India Power Capacity 2035-36 Needs Massive Storage Push
Energy storage emerges as the single most critical enabler of India’s clean energy transition.
The plan estimates that India will require 174 GW / 888 GWh of energy storage capacity by 2035-36, including battery storage and pumped hydro.
However, the current pipeline is far from sufficient:
- Only 10.6 GW of battery storage is under construction
- Additional capacity remains in tendering or early planning stages
This gap between projected need and current deployment highlights a major financing and policy challenge.
The report also emphasises that solar-plus-storage systems are emerging as an alternative, particularly for meeting peak demand during non-solar hours, but are yet to fully replace coal-based baseload generation.

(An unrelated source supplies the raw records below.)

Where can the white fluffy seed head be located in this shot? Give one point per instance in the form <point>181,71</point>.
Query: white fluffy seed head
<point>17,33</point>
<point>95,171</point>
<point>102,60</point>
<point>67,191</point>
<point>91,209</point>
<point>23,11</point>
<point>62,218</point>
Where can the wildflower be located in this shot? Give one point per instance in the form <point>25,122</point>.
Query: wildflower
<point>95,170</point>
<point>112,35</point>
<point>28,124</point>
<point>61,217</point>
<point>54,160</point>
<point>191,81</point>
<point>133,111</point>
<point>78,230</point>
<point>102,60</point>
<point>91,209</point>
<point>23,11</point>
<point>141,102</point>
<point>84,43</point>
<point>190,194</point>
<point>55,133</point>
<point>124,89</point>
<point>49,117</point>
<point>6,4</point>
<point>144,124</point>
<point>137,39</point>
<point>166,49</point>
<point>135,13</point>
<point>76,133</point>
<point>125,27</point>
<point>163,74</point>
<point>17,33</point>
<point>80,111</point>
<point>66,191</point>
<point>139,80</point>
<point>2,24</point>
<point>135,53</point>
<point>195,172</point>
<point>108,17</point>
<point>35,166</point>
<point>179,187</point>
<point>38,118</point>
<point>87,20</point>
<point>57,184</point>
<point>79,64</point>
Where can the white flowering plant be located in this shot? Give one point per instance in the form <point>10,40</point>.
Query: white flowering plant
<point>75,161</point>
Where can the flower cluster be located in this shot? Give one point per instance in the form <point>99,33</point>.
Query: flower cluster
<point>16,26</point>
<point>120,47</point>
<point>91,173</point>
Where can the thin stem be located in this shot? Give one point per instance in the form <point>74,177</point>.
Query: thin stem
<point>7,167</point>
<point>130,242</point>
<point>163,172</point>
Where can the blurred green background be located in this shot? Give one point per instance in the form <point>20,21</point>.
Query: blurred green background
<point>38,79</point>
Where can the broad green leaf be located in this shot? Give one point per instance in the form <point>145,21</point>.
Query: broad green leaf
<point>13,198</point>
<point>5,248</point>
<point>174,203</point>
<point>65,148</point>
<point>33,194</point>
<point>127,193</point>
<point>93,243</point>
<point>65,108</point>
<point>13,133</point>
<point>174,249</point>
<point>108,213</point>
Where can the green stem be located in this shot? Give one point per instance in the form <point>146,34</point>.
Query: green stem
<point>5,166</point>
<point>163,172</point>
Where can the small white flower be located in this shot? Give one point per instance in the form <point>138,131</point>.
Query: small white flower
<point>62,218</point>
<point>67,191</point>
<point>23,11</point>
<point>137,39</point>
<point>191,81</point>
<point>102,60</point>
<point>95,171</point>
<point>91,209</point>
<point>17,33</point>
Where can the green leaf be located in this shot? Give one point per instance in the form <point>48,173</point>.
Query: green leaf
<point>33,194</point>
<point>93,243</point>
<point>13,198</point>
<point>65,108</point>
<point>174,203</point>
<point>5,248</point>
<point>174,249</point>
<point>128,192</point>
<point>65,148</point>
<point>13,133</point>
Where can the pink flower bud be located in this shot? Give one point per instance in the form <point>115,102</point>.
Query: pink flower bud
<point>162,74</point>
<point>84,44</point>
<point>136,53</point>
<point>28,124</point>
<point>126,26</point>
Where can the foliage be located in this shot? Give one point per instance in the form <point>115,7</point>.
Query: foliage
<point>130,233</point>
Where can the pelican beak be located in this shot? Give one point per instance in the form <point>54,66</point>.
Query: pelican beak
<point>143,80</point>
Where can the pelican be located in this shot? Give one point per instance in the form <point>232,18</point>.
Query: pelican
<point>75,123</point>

India Power Capacity 2035-36 and Energy Security
The timing of the plan is significant, coming amid global energy market disruptions and geopolitical tensions.
Vibhuti Garg noted:“At a time when India remains exposed to global fuel supply disruptions due to geopolitical tensions, accelerating renewable energy integration is not just a climate imperative—it is an economic and energy security necessity.”
The report positions renewable energy not just as a climate solution, but as a strategic tool for reducing dependence on imported fuels.
EVs and Data Centres as New Demand Drivers
The plan also identifies electric vehicles and data centres as emerging sources of electricity demand.
These loads are expected to be geographically concentrated, requiring careful coordination between energy supply and demand planning.
Vibhuti Garg added: “This challenge will intensify with the rise of new demand drivers such as electric vehicles and data centres. These loads are often geographically concentrated, making it even more important to strategically plan clean energy supply in tandem with demand clusters.”
India’s power sector is entering a defining decade.
The National Generation Adequacy Plan makes it clear that the country is on track to build one of the world’s largest clean energy systems. But it also underscores that capacity alone is not enough.
The real transition will depend on:
- Grid infrastructure
- Energy storage deployment
- Demand-side planning
- Policy alignment with emerging technologies
As the report emphasises, the goal is not just to expand capacity, but to ensure a reliable, resilient, and cost-effective power system capable of meeting India’s rapidly growing electricity demand.